Don’t bother with Mickey Mouse consultations

Thursday, 1st July 2021

• HERE in Gospel Oak the designated area for January’s Queen’s Crescent pedestrianisation consultation (purportedly all about reviving the neighbourhood high street) was different from the consultation area for last autumn’s “Haverstock & Gospel Oak Community Vision” which also identified QC as the neighbourhood’s high street.

The inconsistency is aggravating partly because it shows the dodgy relationship between the idea of a “consultation area” and the established, credible, one of a defined political area like a ward. For want of anything better, I think wards should be used for all neighbourhood consultation.

We’re told: “The local community have expressed to the council that they would like Queen’s Crescent to be more pedestrian and people-focused…”?

As for getting a representative population sample from the consultation area to take part, forget it.

So one ends up with a dodgily defined consultation area, a non-representative sample response and a consultation full of non-neutral agenda-setting.

Meantime we have put up with the pretence that a sequence of consultations is a fine way to work things through with the community. It doesn’t make sense.

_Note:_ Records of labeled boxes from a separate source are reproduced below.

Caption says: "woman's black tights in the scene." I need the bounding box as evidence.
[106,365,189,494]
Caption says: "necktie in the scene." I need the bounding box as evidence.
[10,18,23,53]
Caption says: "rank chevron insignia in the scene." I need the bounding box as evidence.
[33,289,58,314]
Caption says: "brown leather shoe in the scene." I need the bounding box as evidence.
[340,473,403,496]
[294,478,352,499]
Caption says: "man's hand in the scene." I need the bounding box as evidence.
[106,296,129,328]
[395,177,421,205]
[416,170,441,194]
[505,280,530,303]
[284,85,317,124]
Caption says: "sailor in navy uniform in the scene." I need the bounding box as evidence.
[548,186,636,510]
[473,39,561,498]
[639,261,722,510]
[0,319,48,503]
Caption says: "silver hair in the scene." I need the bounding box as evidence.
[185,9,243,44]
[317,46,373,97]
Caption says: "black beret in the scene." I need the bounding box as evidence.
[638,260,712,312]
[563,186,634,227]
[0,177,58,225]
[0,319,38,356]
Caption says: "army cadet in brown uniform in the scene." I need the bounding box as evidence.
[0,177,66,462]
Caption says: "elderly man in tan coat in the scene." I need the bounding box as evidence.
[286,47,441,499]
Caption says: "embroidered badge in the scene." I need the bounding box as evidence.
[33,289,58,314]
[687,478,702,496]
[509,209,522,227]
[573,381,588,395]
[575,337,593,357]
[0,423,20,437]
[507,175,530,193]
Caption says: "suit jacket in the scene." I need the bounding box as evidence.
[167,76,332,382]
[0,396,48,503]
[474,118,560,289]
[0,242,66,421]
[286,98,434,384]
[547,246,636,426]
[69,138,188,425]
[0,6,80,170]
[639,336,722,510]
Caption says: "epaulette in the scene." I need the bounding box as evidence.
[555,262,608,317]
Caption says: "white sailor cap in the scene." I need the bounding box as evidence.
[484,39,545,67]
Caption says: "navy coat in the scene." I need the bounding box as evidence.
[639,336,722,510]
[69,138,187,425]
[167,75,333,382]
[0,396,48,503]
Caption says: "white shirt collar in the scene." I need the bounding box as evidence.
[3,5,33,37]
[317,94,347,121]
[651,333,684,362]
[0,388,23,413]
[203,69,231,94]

Who knows how those taking part in consultation one relate to those in consultations two, three, four and five?

Sampling the population rigorously means hiring expensive people who know how to keep things honest so the data isn’t bad. But I doubt Camden actually cares that much.

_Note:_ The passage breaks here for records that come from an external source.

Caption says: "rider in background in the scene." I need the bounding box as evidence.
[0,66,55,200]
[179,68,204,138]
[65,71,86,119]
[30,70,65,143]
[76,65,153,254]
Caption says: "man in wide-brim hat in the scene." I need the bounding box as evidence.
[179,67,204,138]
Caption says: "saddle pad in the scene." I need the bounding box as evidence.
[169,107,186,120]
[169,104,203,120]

Consultation is a phony substitute for investigative work that could illuminate the sociology or economy of our neighbourhood.

Camden has shown scant interest in work by sociologists who’ve studied Queen’s Crescent or proper understanding how a neighbourhood economy like ours works.

Don’t ask for consultation. Ask for a vote. If they say they want to understand your neighbourhood, tell them to do it properly without bothering you with Mickey Mouse consultations.